The “I do dishes, you do diapers” assignments that once defined mixed parenting may be a thing of the past. But the shifting parental landscape, where dads are expected to be involved physically, economically and emotionally, is not so easily defined.

“Families are taking a hard look at how they want to raise their families,” said Lance Somerfeld, co-founder of Citydads, a nationwide organization designed to help dads support one another as they navigate through fatherhood.

“In the last five years the perception in society is starting to warm up about dads’ roles,” he said. “And men are seeing their peers more active and tuned in with their families.”

But yet many dads grapple with defining their expectations and desires.

“There’s a void in a kind of bigger conversation as to the role fathers could and should play,” said Will Brigden, who is the dad of a 5-month old and is coordinating the creation of a fathers’ group in the New Paltz area. “There’s a lot of literature and trends about dads being open and supportive, but when you say it to a guy it bounces off. What does it really mean?”

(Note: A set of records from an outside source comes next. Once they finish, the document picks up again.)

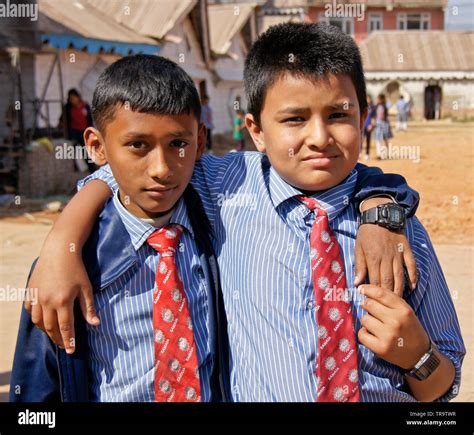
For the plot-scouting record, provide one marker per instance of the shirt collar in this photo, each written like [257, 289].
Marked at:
[333, 200]
[139, 230]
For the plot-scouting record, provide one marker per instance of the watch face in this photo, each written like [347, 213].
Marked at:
[396, 216]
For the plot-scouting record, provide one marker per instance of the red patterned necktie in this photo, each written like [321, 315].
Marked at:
[336, 369]
[176, 363]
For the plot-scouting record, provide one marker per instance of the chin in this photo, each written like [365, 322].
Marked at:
[313, 182]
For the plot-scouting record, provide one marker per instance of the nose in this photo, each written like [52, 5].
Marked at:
[158, 165]
[318, 134]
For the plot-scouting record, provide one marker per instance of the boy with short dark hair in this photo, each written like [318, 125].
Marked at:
[149, 257]
[284, 225]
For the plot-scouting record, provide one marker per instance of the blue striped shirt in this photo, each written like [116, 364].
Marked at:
[261, 239]
[122, 347]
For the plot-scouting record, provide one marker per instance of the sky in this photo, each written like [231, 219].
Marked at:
[464, 20]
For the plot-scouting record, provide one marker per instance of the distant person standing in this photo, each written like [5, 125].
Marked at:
[206, 119]
[383, 131]
[437, 103]
[78, 116]
[239, 127]
[369, 125]
[402, 114]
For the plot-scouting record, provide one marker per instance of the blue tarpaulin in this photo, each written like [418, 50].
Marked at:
[65, 41]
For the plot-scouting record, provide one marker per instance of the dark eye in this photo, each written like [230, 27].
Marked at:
[138, 145]
[338, 115]
[293, 120]
[178, 143]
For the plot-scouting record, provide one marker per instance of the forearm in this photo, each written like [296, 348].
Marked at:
[75, 223]
[437, 384]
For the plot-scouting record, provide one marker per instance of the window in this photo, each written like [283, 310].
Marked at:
[346, 24]
[375, 21]
[414, 21]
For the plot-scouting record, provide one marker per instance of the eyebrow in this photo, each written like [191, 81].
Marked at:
[293, 110]
[342, 106]
[140, 135]
[337, 106]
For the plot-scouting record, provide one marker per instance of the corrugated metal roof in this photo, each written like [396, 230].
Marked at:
[78, 18]
[154, 18]
[369, 3]
[434, 50]
[225, 21]
[267, 21]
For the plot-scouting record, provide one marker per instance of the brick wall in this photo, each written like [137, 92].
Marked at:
[42, 174]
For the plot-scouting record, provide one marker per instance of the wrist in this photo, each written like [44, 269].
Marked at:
[62, 241]
[372, 202]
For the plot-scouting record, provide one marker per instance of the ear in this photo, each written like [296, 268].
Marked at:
[95, 146]
[202, 139]
[256, 132]
[363, 117]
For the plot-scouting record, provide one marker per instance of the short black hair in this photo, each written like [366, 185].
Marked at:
[301, 49]
[147, 84]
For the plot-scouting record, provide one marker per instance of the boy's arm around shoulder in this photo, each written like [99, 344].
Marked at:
[61, 262]
[35, 372]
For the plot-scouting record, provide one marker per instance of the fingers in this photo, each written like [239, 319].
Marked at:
[37, 316]
[360, 265]
[373, 325]
[50, 320]
[386, 274]
[367, 339]
[399, 277]
[381, 295]
[86, 301]
[28, 306]
[376, 309]
[410, 264]
[66, 327]
[373, 267]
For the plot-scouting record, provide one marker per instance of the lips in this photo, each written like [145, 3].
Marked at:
[160, 188]
[319, 156]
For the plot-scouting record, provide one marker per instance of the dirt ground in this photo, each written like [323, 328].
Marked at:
[437, 160]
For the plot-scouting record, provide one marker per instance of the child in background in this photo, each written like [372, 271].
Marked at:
[238, 134]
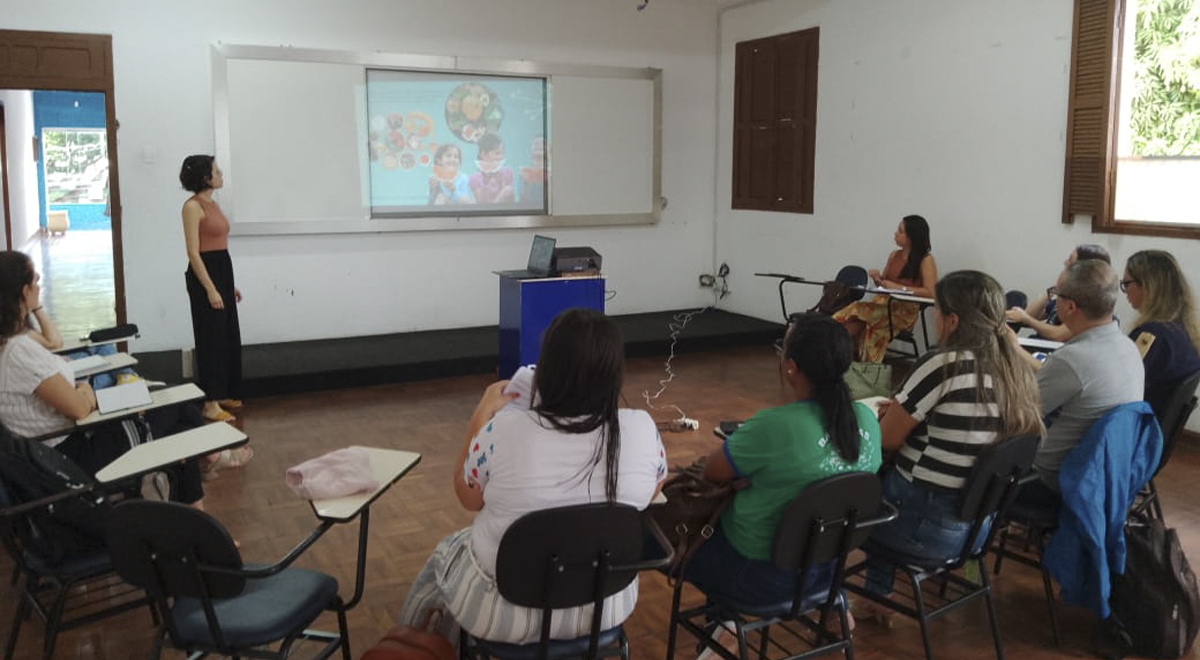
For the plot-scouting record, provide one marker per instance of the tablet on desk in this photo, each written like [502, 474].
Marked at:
[119, 397]
[726, 429]
[90, 363]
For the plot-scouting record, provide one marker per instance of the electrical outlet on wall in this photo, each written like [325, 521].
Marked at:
[187, 365]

Brigden is quick to point out he’s operating only from his own experiences, but many of them seem universal for the dads of today’s young children.

“We didn’t grow up with the ‘buck up and be a man’ thing, so there’s a feeling we just innately know how to be open emotionally and supportive,” he said. “But there’s another level of openness and it takes a lot of strength — strength in a different way — so that we’re not vulnerable, but accessible. It’s something you wrestle with as you get older, and as a man, and certainly now in your role as a father.”

Since much of our lives build upon past experiences, it’s also challenging to define new roles for established assumptions.